How did you first get involved with synths and electronic sound?
I was working with music/sound from my late teens but got serious about creating and performing in my early 20’s. My approach was very analogue, working mostly with objects, turntables, internal mixer feedback, contact microphones and acoustic sounds. I didn’t work with synths early on, but occasionally I would get a chance to tinker around with old keyboards and other gear that friends had. Over the years I’ve had more opportunities to work with classic synths while working in certain studios and about 7 years ago Oren Ambarchi & I got invited to work at EMS in Stockholm for a 2-week residency. This was my first opportunity to spend some time with the Buchla and Serge synthesizers. I enjoyed the tactility and sound nature of the Buchla. The possibilities of sound were immense but I didn’t really feel a natural kinship with working in this way. We ended up using them more as processors for recorded or live sounds that we were making rather than sound generators themselves.

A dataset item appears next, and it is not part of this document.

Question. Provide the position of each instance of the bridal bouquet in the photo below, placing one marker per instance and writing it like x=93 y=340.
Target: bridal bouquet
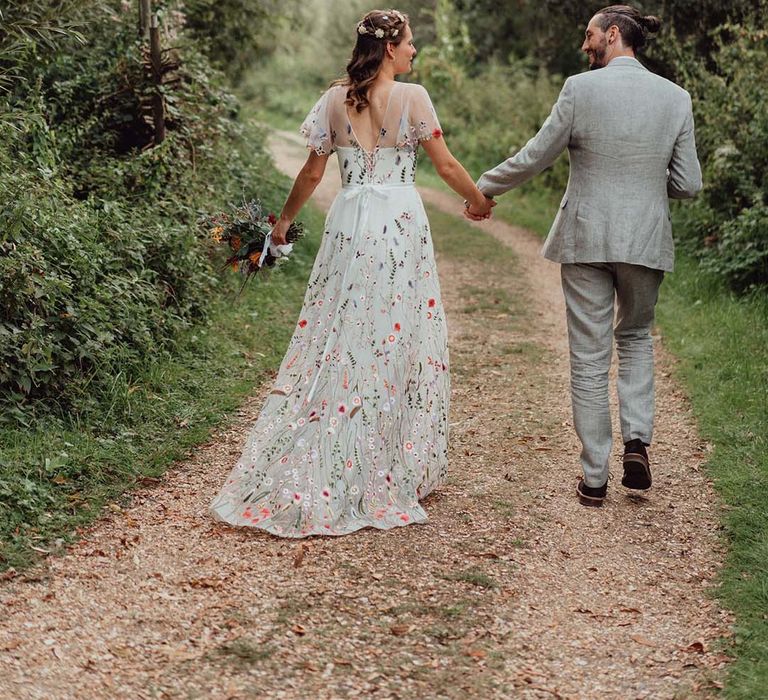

At the end of 2019 I worked at MESS for the first time with my collaborator James Rushford, while working on our album Sylva Sylvarum (our project name is Ora Clementi). I started exploring other synthesizers and keyboards at MESS that were a little more ‘user friendly’, such as the Korg PS-3200 and the Mellotron. I realized how many other wonderful tools were on site, and what a rare opportunity it was to access and work with them! This made me want to work here again as soon as I could.
How would you describe the sounds you make today?
My work is very much about texture, imperfection and the ambiguity of sound. I use acoustic sounds, close mic’ing, field-recording, my body/voice, electronics and traditional instruments. Whatever is needed for a project/piece.
Where do you find inspiration, what motivates you?
I find inspiration from nature and the not so natural urban sounds around me. I often incorporate sounds that exist in my home, neighborhood, places I visit etc. I like the surprises in these sounds – the unexpected behavior and patterns that emerge, especially within insect, bird and amphibian worlds, but even in plumbing, electrical hums and other sounds that we often tune out. I like the flawed and irregular nature of these types of sounds and it influences the way that I compose. I like to think of these things or use these sounds directly in a way that might bring a familiarity into a piece, but alters it, or weaves it with other sounds in a way that allows it to become something else.
I’m also very influenced by personal memories and the surreal way that sound can affect us during different stages of engagement or consciousness. I’m motivated to listen and to create work that lures the audience/listener into the work and opens their ears up to hearing things differently. I hope that they will enter the work themselves and have their own unique experience of it.
What’s been one of the most rewarding or satisfying moments of your journey so far?
When I can feel that my artistic intentions are translating to listeners.
I am also so grateful to be part of such an incredible community of artists spread all over the world. To have become friends and collaborators with artists whose work has been so important/formative to me and to have regular exchange and inspiration from artists in my field is something I really treasure. As someone who always dreamt of travelling when I was young, It’s also an incredible gift to have the opportunity to travel to share my work all over the world.
And the most challenging?
Starting something new… !
It’s exciting but it’s always daunting. Where to begin? How will the piece manifest… where will it come from? with what? etc. The unknown is always a little overwhelming, but also exciting.
Also, to be honest, survival(!).
Do you have a current ‘go to’ set up at MESS? Any favourite machines or combos that you’re currently digging?
I’ve been trying something different each time that I come into MESS, but i have gone back to spend more time with a few instruments in particular. Very much not a synthesizer instrument – the Rhodes – is one I can’t seem to get enough of. I’ve always loved its sound and it’s been a pleasure to play with it. I’ve also used the Prophet VS a few times as it’s a lot of fun. A combination of nostalgia and just wonderfully diverse and wacky sounds to play with. In my solo work I don’t use a lot of melodic elements but in my duos with James & Oren it can go more in this territory sometimes which opens up more possibilities for these instruments.
Some of the drum machines and small synth pedals have been great to construct textural sounds as well.
Are there any machines in the MESS collection you’ve had your eye on but haven’t tried yet?
I was really looking forward to working with the Fairlight when we were here, but it’s unfortunately out for the summer. No idea what we would have done with it, but we’re big fans of many artists who worked with it when it first came on the scene so it would have been great to try out. Next time!
If you could give yourself one piece of advice when you first started what would it be?
“Don’t get too caught up in self-analysis & put yourself out there more”.
I have been an avid music listener and collector for years and was already very knowledgeable about experimental music before I started working with sound seriously. I worked in shops, did radio shows and was quite obsessive about music, but when it came to performing and recording my work I was quite inhibited for the first several years. I always felt strong in my artistic ideas, but I would shoot myself in the foot a lot when it came to putting myself out there all the time.
In the end it’s all part of your practice though, there’s no rush, it was just my process.